Bancos deram 46 mil milhões de euros em moratórias até setembro, segundo o Banco de Portugal

As famílias portuguesas são as que pediram mais moratórias em toda a Europa (17%) e nas empresas, um terço (32%) dos créditos também estão em moratória. Segundo o relatório, o Banco de Portugal prevê que, ao todo, há cerca de 13 mil milhões de euros de crédito que poderá não ser pago pelas famílias e pelas empresas até ao fim do prazo das moratórias, em setembro de 2021.

Mário Cruz/Lusa

O Relatório de Estabilidade Financeira (REF) divulgado pelo Banco de Portugal revela que, de acordo com os dados de todo o setor bancário, e não apenas para os maiores oito bancos, e tendo por base dados da Central de Responsabilidades de Crédito, os empréstimos em moratória ascenderam a 46 mil milhões de euros em setembro de 2020, o que compara com 43,2 mil milhões de euros em junho de 2020.
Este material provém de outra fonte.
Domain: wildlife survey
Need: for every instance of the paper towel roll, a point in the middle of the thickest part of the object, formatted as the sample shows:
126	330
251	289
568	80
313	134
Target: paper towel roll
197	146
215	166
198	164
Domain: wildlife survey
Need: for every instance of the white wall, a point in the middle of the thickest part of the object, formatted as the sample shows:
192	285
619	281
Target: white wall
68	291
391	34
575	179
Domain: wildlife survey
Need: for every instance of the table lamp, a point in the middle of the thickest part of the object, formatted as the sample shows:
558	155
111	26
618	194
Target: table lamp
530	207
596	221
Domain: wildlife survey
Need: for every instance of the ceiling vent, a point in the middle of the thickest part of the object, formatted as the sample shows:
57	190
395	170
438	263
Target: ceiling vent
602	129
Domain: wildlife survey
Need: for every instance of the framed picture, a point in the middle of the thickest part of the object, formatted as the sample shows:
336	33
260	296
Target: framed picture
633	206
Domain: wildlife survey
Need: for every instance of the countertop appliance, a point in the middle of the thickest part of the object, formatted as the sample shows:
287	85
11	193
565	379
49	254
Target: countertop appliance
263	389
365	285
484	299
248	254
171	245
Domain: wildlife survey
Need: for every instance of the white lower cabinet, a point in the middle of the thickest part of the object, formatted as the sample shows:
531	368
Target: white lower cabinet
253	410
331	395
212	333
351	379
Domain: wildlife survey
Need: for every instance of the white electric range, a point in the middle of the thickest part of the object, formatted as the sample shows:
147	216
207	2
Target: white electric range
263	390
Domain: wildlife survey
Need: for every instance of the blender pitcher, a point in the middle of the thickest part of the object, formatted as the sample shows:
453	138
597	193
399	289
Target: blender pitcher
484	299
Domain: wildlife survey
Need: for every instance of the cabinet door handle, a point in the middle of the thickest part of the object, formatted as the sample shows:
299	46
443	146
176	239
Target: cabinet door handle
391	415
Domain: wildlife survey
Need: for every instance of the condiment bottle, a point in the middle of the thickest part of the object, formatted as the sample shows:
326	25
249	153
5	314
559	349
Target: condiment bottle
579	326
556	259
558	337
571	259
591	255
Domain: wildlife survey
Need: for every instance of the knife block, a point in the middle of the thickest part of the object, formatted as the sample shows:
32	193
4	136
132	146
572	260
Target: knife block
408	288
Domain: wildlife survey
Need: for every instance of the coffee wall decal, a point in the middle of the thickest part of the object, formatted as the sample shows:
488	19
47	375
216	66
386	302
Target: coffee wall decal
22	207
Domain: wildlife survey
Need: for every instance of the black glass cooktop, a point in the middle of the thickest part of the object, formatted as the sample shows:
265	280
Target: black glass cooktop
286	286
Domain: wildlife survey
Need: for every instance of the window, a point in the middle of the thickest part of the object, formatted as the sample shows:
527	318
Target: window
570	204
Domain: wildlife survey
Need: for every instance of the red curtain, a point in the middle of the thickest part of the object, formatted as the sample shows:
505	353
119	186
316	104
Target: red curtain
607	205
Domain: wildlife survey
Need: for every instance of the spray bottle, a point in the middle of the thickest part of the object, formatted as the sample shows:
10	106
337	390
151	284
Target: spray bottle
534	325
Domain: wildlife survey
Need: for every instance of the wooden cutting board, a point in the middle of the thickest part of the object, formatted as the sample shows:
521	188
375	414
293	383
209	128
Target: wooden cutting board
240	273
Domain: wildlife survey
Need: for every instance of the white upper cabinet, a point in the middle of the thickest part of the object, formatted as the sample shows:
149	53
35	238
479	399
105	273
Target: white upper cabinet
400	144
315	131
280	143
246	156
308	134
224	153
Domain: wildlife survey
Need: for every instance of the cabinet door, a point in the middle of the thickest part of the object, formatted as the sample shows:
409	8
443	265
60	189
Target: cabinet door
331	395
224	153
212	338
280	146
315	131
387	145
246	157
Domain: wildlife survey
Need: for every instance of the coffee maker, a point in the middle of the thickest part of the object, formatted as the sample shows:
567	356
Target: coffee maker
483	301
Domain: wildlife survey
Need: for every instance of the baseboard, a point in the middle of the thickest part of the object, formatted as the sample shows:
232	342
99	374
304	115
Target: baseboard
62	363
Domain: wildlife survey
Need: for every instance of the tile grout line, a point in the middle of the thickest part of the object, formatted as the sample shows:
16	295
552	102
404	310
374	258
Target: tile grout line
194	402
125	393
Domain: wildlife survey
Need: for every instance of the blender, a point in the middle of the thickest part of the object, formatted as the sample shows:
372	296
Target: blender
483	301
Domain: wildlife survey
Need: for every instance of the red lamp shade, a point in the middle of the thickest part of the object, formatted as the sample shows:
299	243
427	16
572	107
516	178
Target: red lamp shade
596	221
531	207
No relatório de estabilidade financeira, divulgado em junho, foi revelado que a banca tinha já concedido 39 mil milhões, mas esse valor apenas tinha em conta os oito maiores bancos. Pelo que os dados agora divulgados pelo supervisor, para ambos os meses, incluem todo o setor bancário.

Sendo que o crédito a empresas em moratória somava em setembro 24,4 mil milhões enquanto em junho era de 22,5 mil milhões de euros.

Já o crédito a particulares que aderiu às moratórias totalizava em setembro 20,6 mil milhões, menos que em junho que era de 21,7 mil milhões.

O supervisor considera que as moratórias não correspondem na totalidade a risco de aumento de malparado, porque há empresas que recorrem às moratórias apenas por precaução perante a incerteza.

De acordo com o relatório do Banco de Portugal, “a adesão à moratória de crédito contribuiu para reduzir as necessidades de liquidez das empresas. Estima-se que até ao final do período de vigência da moratória (setembro de 2021), as prestações devidas e não pagas possam ascender a cerca de 15% do stock de empréstimos das empresas (cerca de 11 mil milhões de euros, do qual um terço relativo a prestações devidas até setembro 2020)”. Isto é, até setembro de 2021, as prestações devidas e não pagas por parte das empresas deverão ascender a cerca de 11 mil milhões de euros.

O banco central refere ainda que cerca de 40% das novas operações de crédito contratadas pelas empresas não financeiras, entre março e setembro de 2020, estavam associadas a linhas de crédito com garantia pública, com taxas de juro mais baixas, períodos iniciais de carência de capital elevados e maturidades longas, diz o relatório.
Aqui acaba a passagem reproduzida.